PORTLAND — Police union officials spoke in opposition Tuesday night to proposed changes that could allow previously arrested individuals and their family members to serve on a committee that reviews police conduct.
The union officials also said they were not notified of or invited to weigh in on the proposed changes, which they say must be negotiated with police unions.
A series of amendments have been proposed involving eligibility requirements for the city’s Police Citizen Review Subcommittee. That committee reviews Internal Affairs investigations into complaints against the department.
City Councilor Dan Skolnik, the chairman of the council Public Safety Committee, led the effort to come up with the proposal.
Currently, residents or immediate family members of residents who have filed complaints against the Police Department cannot apply to serve on the committee. Neither can residents or immediate family members who have been arrested by Portland police.
The proposed amendment would allow immediate family members to apply for the committee, as well as people who have been arrested by the department.
The applicants would be subject to a criminal background checks and interviews with the City Council Personnel Committee.
Lt. Gary Hutcheson, president of the Portland police supervisors union, said the changes could allow someone on the committee who has “an ax to grind.”
“It calls the integrity of the process into question,” he said.
Hutcheson added that the city has a population of 64,000, and “95 percent of the people living here have never been arrested or filed a complaint report.”
Officer David Argitis is president of the Police Benevolent Association, which represents patrol officers and other non-supervisors. He agreed with Hutcheson and said that the current eligibility requirements protect officers from petty and vengeful complaints.
Argitis also said he had not been notified of the meetings held to discuss possible changes to the committee requirements until this week, a statement Hutcheson also made.

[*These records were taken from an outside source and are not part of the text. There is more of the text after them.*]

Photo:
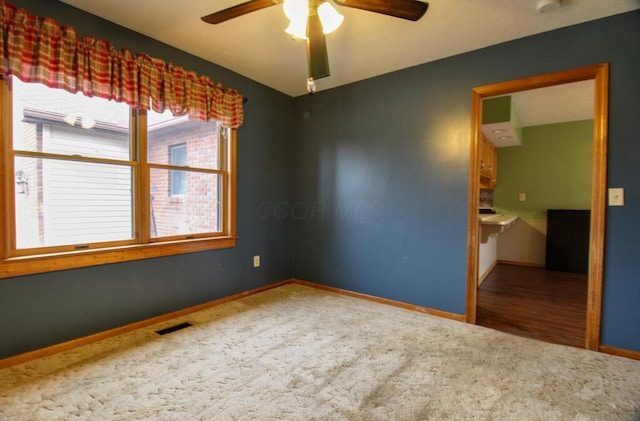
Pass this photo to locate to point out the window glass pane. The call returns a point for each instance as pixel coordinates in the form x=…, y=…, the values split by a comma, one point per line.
x=55, y=121
x=178, y=155
x=197, y=211
x=199, y=139
x=60, y=202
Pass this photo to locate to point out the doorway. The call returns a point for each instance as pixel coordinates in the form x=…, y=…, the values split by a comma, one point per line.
x=599, y=74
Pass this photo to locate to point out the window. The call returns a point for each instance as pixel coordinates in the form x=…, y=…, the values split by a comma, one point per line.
x=89, y=181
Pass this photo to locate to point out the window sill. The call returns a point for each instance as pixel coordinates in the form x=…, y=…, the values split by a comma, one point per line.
x=28, y=265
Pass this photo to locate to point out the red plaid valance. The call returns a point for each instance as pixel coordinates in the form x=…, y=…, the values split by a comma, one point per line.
x=38, y=49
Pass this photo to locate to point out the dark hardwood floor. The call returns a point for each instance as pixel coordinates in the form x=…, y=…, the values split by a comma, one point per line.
x=535, y=303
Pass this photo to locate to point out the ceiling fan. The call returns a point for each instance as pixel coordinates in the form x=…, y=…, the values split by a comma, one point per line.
x=313, y=19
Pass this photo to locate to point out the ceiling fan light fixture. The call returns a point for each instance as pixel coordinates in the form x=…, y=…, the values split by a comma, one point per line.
x=296, y=10
x=329, y=17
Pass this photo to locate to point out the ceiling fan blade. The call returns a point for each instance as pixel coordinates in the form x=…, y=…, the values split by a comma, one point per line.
x=317, y=49
x=239, y=10
x=404, y=9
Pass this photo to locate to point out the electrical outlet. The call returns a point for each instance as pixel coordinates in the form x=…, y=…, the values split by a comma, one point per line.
x=616, y=197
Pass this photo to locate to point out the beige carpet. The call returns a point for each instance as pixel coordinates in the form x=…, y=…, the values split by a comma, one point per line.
x=297, y=353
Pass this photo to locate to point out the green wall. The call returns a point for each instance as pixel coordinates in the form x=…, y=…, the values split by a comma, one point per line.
x=552, y=167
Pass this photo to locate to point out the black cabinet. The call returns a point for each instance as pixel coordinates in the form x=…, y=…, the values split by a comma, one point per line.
x=568, y=240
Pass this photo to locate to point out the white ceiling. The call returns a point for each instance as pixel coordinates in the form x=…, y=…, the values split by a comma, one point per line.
x=555, y=104
x=366, y=45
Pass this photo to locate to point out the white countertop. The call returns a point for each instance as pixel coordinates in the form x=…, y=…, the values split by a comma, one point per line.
x=497, y=219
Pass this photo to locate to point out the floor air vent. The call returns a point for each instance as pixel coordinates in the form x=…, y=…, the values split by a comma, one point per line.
x=173, y=328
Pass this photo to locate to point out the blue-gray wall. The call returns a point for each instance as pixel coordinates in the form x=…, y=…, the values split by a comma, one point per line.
x=362, y=187
x=385, y=163
x=41, y=310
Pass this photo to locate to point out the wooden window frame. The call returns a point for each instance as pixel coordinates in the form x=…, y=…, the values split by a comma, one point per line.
x=12, y=265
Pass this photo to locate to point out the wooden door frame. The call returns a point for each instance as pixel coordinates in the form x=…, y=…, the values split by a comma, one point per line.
x=599, y=73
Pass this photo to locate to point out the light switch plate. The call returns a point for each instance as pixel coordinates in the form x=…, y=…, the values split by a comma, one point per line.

“The unions are stakeholders,” Argitis said. “I’m always happy to meet and talk. I haven’t been afforded that opportunity.”
Cmdr. Mike Sauschuck said department leaders are proud of the work the committee has done since its creation in 2001. He added that they supported the unions being brought in to confer.

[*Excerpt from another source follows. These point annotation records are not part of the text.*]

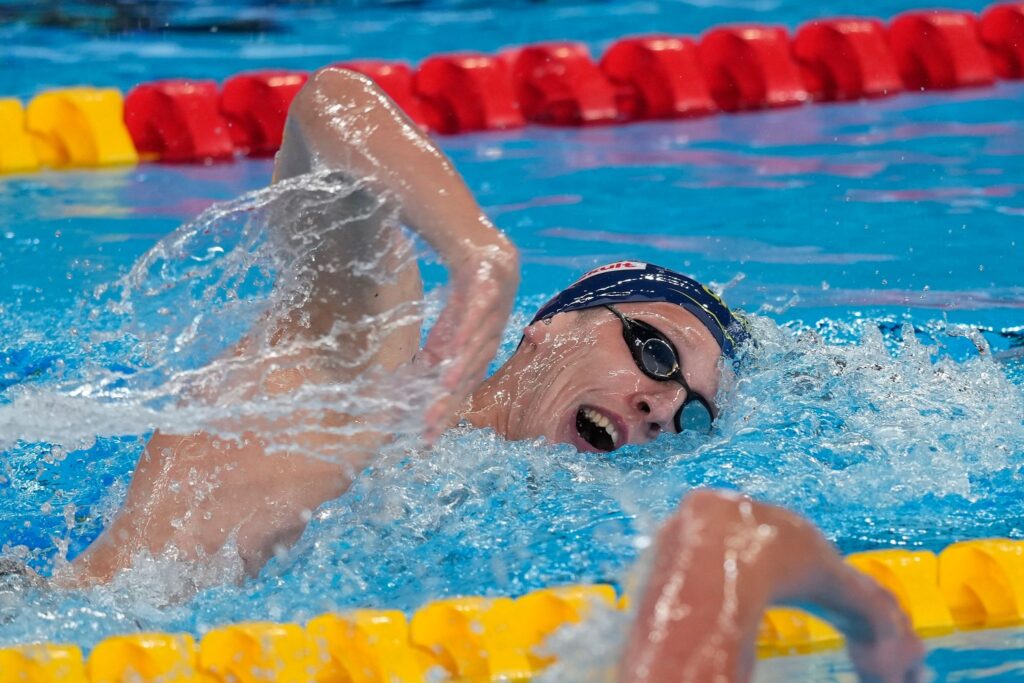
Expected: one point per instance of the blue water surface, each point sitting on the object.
(878, 245)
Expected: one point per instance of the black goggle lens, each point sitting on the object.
(658, 359)
(694, 416)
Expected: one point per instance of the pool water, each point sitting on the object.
(877, 244)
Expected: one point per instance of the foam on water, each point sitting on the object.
(883, 434)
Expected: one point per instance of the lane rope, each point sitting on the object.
(729, 69)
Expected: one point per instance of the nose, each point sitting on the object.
(656, 408)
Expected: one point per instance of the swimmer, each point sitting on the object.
(656, 347)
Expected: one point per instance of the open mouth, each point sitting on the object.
(596, 429)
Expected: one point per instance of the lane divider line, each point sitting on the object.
(735, 68)
(970, 585)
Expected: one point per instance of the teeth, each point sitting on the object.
(603, 423)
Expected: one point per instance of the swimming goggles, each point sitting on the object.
(656, 357)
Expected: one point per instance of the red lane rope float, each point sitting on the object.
(395, 79)
(178, 121)
(656, 77)
(846, 58)
(940, 49)
(558, 84)
(1003, 34)
(255, 105)
(750, 68)
(466, 92)
(730, 69)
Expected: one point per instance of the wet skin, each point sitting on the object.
(720, 559)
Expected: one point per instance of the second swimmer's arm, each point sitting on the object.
(342, 120)
(721, 560)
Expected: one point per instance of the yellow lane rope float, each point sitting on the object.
(970, 585)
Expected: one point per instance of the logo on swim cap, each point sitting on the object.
(617, 265)
(630, 282)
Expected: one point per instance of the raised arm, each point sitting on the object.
(340, 120)
(721, 560)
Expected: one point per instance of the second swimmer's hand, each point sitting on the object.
(466, 336)
(882, 643)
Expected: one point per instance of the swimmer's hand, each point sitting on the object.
(721, 560)
(882, 644)
(482, 285)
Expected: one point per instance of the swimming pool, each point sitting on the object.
(849, 221)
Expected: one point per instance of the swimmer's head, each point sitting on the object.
(626, 352)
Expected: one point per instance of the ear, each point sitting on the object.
(536, 334)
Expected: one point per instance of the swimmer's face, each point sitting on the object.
(580, 378)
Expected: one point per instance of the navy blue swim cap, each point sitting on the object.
(627, 282)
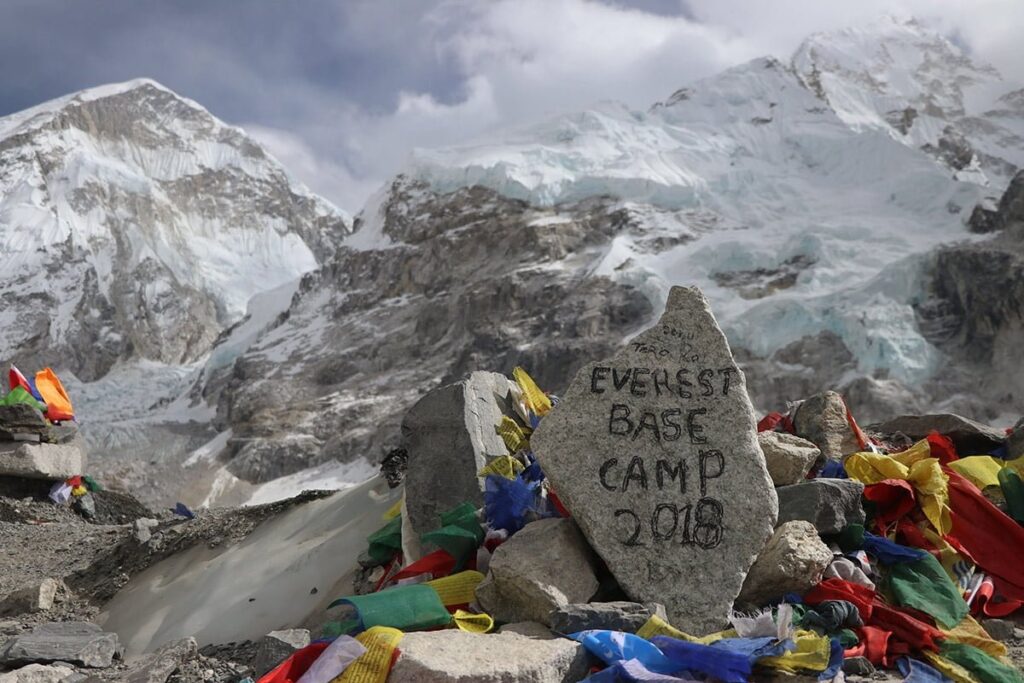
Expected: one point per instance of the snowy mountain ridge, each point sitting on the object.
(141, 204)
(806, 199)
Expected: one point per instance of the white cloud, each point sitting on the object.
(520, 60)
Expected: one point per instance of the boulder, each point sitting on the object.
(545, 566)
(792, 562)
(654, 452)
(628, 616)
(77, 642)
(787, 457)
(969, 436)
(41, 461)
(275, 646)
(35, 598)
(858, 667)
(142, 528)
(1015, 442)
(828, 504)
(37, 673)
(821, 420)
(520, 652)
(449, 435)
(20, 421)
(157, 668)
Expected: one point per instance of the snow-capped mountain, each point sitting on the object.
(135, 227)
(810, 199)
(787, 190)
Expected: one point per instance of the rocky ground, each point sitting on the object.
(60, 567)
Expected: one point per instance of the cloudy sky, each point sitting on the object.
(342, 90)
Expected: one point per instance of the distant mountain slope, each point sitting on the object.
(134, 224)
(813, 201)
(783, 190)
(134, 228)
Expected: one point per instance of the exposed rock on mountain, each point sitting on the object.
(807, 199)
(136, 225)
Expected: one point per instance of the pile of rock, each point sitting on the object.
(681, 509)
(33, 447)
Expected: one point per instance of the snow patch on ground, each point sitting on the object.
(328, 476)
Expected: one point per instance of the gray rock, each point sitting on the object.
(142, 528)
(969, 436)
(821, 420)
(157, 668)
(828, 504)
(525, 652)
(857, 667)
(449, 434)
(787, 457)
(628, 616)
(22, 419)
(35, 598)
(544, 566)
(655, 454)
(77, 642)
(42, 461)
(792, 562)
(1015, 442)
(999, 629)
(85, 505)
(276, 645)
(37, 673)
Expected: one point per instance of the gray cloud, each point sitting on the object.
(342, 90)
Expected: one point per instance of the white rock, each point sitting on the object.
(35, 598)
(792, 562)
(37, 673)
(518, 652)
(42, 461)
(546, 565)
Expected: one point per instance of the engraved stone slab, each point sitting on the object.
(655, 454)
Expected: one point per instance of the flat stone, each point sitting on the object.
(969, 436)
(142, 528)
(828, 504)
(275, 646)
(628, 616)
(999, 629)
(42, 461)
(792, 562)
(37, 673)
(787, 457)
(545, 566)
(22, 418)
(857, 667)
(450, 434)
(157, 668)
(77, 642)
(655, 454)
(821, 420)
(527, 652)
(35, 598)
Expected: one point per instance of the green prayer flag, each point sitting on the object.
(985, 668)
(924, 585)
(415, 607)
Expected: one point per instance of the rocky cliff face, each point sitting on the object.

Skolnik said the unions had been invited to discuss the changes more than once, through former police Chief Tim Burton and most recently through Chief James Craig.
“It was not a personal invitation,” he said.

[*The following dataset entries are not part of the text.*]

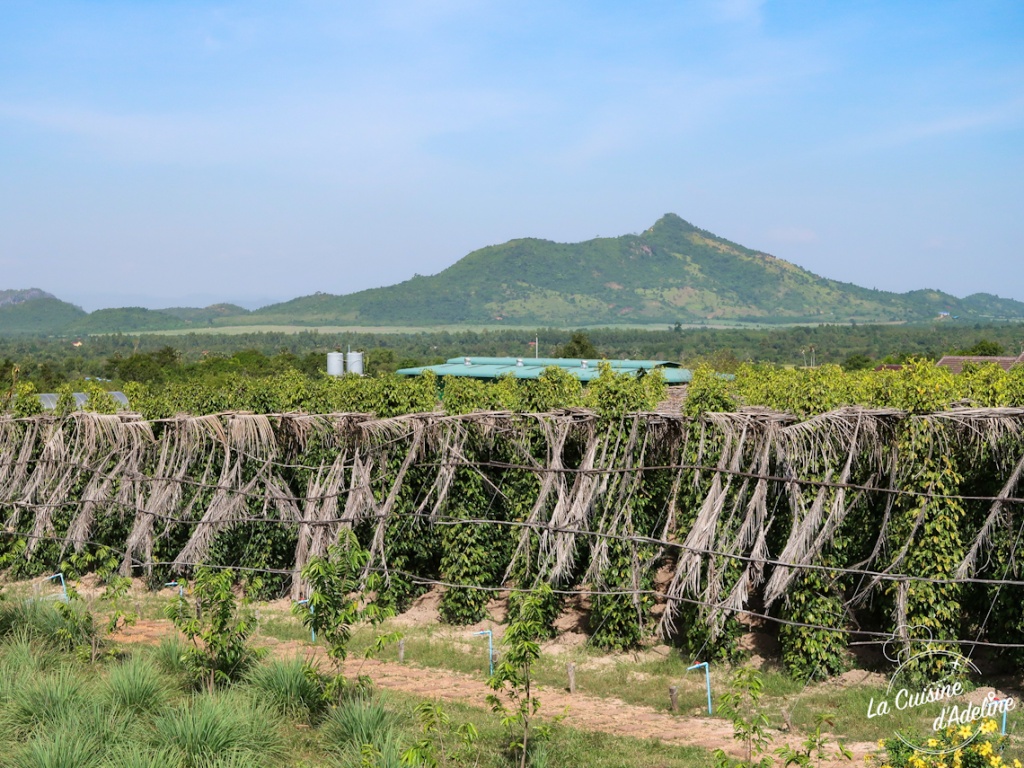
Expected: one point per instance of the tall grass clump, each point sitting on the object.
(170, 656)
(358, 721)
(293, 687)
(220, 726)
(46, 701)
(61, 748)
(22, 658)
(136, 686)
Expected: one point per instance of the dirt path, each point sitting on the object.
(582, 712)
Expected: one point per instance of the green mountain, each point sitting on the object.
(672, 272)
(133, 318)
(38, 314)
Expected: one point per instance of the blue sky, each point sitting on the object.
(184, 153)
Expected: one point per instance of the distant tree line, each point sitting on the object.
(52, 363)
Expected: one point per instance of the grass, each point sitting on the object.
(219, 725)
(291, 687)
(357, 721)
(44, 690)
(137, 686)
(62, 712)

While the Public Safety Committee heard from the public Tuesday, no action was taken. Skolnik said he and other stakeholders are meeting with Craig on Thursday to discuss recommendations the chief has regarding the proposed amendments. He invited Hutcheson and Argitis to attend the meeting.
The committee will resume discussion on the topic at its Nov. 10 meeting.
Earlier this week, Hutcheson sent an e-mail to city councilors and police officers expressing his displeasure with the proposed amendments. In the message, he also said Skolnik, who served on the review committee prior to becoming a councilor, filed a complaint against an officer while on the committee and was asked to resign.
Skolnik in reply said he never filed a complaint, but simply wrote an e-mail to a supervising officer complaining about the conduct of an officer during an incident in 2007 in the parking lot at Home Depot.
The incident involved a vehicle stop in the parking lot. According to the original letter sent to Capt. Ted Ross from Skolnik in May 2007, Skolnik could not get into his car in the parking lot because a cruiser making a vehicle stop was in his way.
Skolnik said the officer refused to move his vehicle until he was finished with the stop, and was disrespectful and rude. He also accused the officer of unlawfully detaining him.
The officer later told Skolnik that the individual in the vehicle had a knife, and he needed to keep his cruiser where it was so the cruiser video could tape the incident.
Skolnik later retracted his letter to Ross, but his eligibility to serve on the committee was called into question.
Skolnik disagreed with a July 2007 opinion from the city’s attorney that he should be disqualified from serving on the committee, but resigned soon after to run for City Council.